Untangling the data center from complexity and human oversight

Our investment thesis at Khosla Ventures is that simplicity through abstraction and automation through autonomic behavior will rule in the enterprise’s “New Stack,” a concept that embraces several industry changes:

  • The move to distributed, open source centric, web-era stacks and architectures for new applications.

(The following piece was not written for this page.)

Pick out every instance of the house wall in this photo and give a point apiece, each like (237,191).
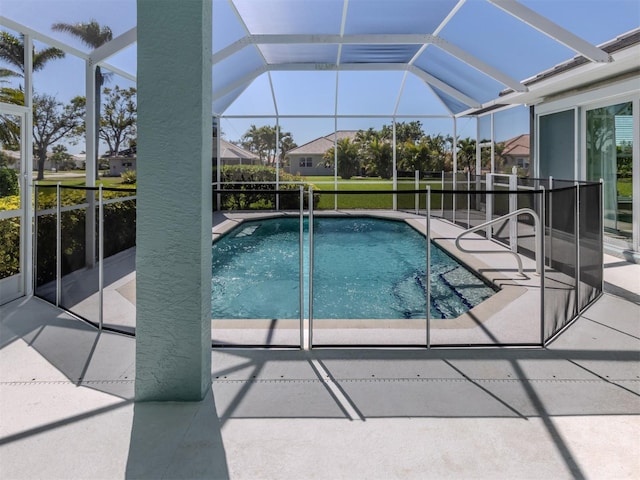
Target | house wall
(567,155)
(118,166)
(308,165)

New Stack examples include Apache web stacks, noSQL engines, Hadoop/Spark, etc. deployed on open source infrastructure such as Docker, Linux/KVM/Openstack and the like.

  • The emergence of DevOps (a role that that didn’t even exist 10 years ago) and general “developer velocity” as a priority: e.g. giving developers better control of infrastructure and the ability to rapidly build/deploy/manage services.

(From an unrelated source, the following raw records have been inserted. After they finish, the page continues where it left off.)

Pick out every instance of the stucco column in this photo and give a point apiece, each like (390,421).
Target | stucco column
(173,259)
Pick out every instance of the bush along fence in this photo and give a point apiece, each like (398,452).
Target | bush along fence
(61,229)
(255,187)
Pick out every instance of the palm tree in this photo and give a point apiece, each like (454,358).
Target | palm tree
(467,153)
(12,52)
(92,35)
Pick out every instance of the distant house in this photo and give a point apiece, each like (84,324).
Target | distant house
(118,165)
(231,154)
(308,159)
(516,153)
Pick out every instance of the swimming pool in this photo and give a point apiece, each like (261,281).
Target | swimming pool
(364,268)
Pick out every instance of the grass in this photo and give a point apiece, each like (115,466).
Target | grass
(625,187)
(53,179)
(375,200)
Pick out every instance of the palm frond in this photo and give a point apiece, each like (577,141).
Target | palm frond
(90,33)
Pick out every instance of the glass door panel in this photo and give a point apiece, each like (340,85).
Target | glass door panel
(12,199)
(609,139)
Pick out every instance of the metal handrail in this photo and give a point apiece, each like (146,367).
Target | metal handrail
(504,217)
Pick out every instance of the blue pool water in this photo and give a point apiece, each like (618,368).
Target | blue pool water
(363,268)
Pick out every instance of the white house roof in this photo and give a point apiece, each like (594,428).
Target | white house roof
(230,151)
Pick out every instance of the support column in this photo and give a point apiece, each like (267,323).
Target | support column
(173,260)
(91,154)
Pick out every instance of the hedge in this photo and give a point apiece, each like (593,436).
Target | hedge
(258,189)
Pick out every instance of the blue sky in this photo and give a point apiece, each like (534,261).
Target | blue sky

  • Cloud-style hardware infrastructure that provides cost and flexibility advantage of commodity compute pools in both private datacenters and public cloud services, giving enterprises the same benefits that Google and Facebook have gained through in-house efforts.

The most profound New Stack efficiency will come from radically streamlining developer and operator interactions with the entire application/infrastructure stack, and embracing new abstractions and automation concepts to hide complexity. The point isn’t to remove the humans from IT — it’s to remove humans from overseeing areas that are beyond human reasoning, and to simplify human interactions with complex systems.

The operation of today’s enterprise data centers is inefficient and unnecessarily complex because we have standardized on manual oversight. For example, in spite of vendors’ promises of automation, most applications and services today are manually placed on specific machines, as human operators reason across the entire infrastructure and address dynamic constraints like failure events, upgrades, traffic surges, resource contention and service levels.

The best practice in data center optimization for the last 10 years has been to take physical machines and carve them into virtual machines. This made sense when servers were big and applications were small and static. Virtual machines let us squeeze a lot of applications onto larger machines. But today’s applications have outgrown servers and now run across multitudes of nodes, on-premise or in the cloud. That’s more machines and more partitions for humans to reason with as they manage their growing pool of services. And the automation that enterprises try to script over this environment amounts to linear acceleration of existing manual processes and adds fragility on top of abstractions that are misfits for these new applications and the underlying cloud hardware model. Similarly, typical “cloud orchestration” vendor products increase complexity by layering on more management components that themselves need to be managed, instead of simplifying management.